Die vielen Gottesbilder des Mittelalters
Das "Buch der 24 Philosophen" ist ein Philosophie-Klassiker des Mittelalters. Bisher war es nur auf Latein zu lesen. Der Historiker Kurt Flasch hat den Text jetzt erstmals ins Deutsche übersetzt.
"Gott ist die unendliche Kugel: ihr Mittelpunkt ist überall, ihr Umfang ist nirgends",
sagt Meister Eckhart 1294 in Paris. Während einer Osterpredigt.
"Aus dem Satz folgt, dass Gott an jedem Punkt des Weltalls ebenso gegenwärtig ist wie in einem Stück Brot auf dem Altar. Macht diese Definition nicht die gesamte kirchliche Heilsvermittlung überflüssig?"
fragt sich Kurt Flasch. Die mittelalterliche Amtskirche hatte sich das auch gefragt – und die Gefahr erkannt. Der Dominikaner Meister Eckhart wurde wegen Häresie verurteilt.
Sich Gott nicht als Vater im Himmel, sondern als eine geistige Kugel zu denken - eine unbegrenzte wohlgemerkt, die man sich nicht vorstellen, sondern eben nur denken kann - diesen Vorschlag hatte Meister Eckhart einer Schrift entnommen, die im Mittelalter weit verbreitet war: dem "Buch der 24 Philosophen".
"Stammt es aus der arabischen Welt? Kommt es auf dem Weg über die Araber aus dem alten Griechenland? Jedenfalls las man im lateinischen Westen seit etwa 1200 die vierundzwanzig Gottesdefinitionen in lateinischer Sprache."
Wo ist dieser Text entstanden? Wer hat ihn geschrieben? Gab es mehrere Autoren? Die Hypothesen sind Legion, Kurt Flasch möchte sie nicht vermehren, er interessiert sich nur für den Inhalt des Werkes.
Den hat er nun erstmals vom Lateinischen ins Deutsche übersetzt und – als ein kenntnisreicher Philosophiehistoriker – auch kommentiert. Mit der Absicht, das Wesen jeder einzelnen Gottesbestimmung klar zu erfassen, um deren Gemeinsamkeiten und (vor allem) ihre Unterschiede auszumachen.

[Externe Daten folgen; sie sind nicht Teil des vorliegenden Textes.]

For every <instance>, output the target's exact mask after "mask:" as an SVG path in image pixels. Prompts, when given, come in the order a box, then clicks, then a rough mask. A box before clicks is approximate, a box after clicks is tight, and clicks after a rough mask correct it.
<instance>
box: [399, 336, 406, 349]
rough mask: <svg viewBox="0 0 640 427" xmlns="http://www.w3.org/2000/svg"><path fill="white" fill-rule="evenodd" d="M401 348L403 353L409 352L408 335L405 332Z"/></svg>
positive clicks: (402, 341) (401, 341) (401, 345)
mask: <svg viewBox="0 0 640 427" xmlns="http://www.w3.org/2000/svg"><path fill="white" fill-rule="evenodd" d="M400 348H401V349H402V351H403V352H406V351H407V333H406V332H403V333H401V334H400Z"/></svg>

Am Ende des Buches hat der Leser gelernt: Das Gottesbild des Mittelalters gibt es nicht, im Mittelalter gab es viele Gottesbilder. Neben denen der Bibel und des Koran kursierten zahlreiche Ideen über das Göttliche, die aus der griechisch-römischen Antike überkommen waren, und nur ein paar davon gehen mit dem biblischen Schöpfungsmythos konform:
"Gott ist der Eine, der eine einheitliche Welt erzeugt und diese auf sich zurück bezieht",
lautet die erste Antwort auf die Frage: "Was ist Gott?" Die zweite hat Meister Eckhart in seiner Osterpredigt 1294 zitiert. Gott als unendliche, geistige Kugel zu denken - das galt der katholischen Kirche immer als häresieverdächtig. Dieser Gedanke hat die Kosmologie der Neuzeit begründet. Er ist die Ur-Idee des Pantheismus. Aber auch eines Atheismus, der nichts anderes tut, als das Wort "Gott" durch das Wort "Kosmos" zu ersetzen.

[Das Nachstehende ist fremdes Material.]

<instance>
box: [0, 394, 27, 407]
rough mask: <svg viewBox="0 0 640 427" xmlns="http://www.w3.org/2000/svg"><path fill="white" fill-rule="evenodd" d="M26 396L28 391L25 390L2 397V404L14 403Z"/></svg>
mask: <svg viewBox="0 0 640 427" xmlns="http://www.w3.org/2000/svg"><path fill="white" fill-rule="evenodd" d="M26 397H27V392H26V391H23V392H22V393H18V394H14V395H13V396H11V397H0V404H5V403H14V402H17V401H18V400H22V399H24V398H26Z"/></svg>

Flasch vermeidet es aber, die ersten beiden - berühmt gewordenen - Gottesdefinitionen besonders herauszuheben. Ihm geht es ums Ganze, sprich: um 24 verschiedene Ideen über die Natur des Göttlichen.
"Gott ist die Liebe, die sich umso mehr verbirgt, je mehr wir sie haben. In dem Maße, in dem Du Dich mit ihm vereinst, wirst Du erhoben. Und ER entrückt ins Erhabene",
aus der Gottes-These Nummer acht, hier geht es um die mystische Vereinigung Gottes mit seinen Geschöpfen. Mystisches Gedankengut war im Christentum lange ein verborgener Strom, weil immer häresieverdächtig. Erst im 20. Jahrhundert konnte ein katholischer Theologe wie Karl Rahner ganz offiziell verkünden: "Der Christ der Zukunft wird ein Mystiker sein. Oder er wird nicht sein."
"Gott ist das, was der Geist nur im Nichtwissen weiß."
Auch diese 23. These über das Wesen Gottes klingt keineswegs mittelalterlich sondern hochmodern, nach Negativer Theologie à la Karl Jaspers oder Jacques Derrida.
"Vereinigung mit Gott ist Aufstieg ins Nicht-Wissen",
heißt es in dieser These weiter. Hier wird Gott als ein Über-Sein gedacht, das der Mensch mit vernünftigem Denken allein nicht erreicht. Gott ist immer der Wunder–Volle. Sein Handeln lässt sich nicht berechnen, man kann sich ihm nur anvertrauen, in Liebe. Solche und ähnliche Gedanken findet man ursprünglich bei Platon und später bei Augustinus. Heute liest man sie oft bei Papst Benedikt XVI.
Das Buch der 24 Philosophen zeigt: Ein himmlischer Übervater, der irdischen Sündern mit Höllenfeuer droht, war im Mittelalter bei Weitem nicht die einzige Antwort auf die Frage "Was ist Gott?"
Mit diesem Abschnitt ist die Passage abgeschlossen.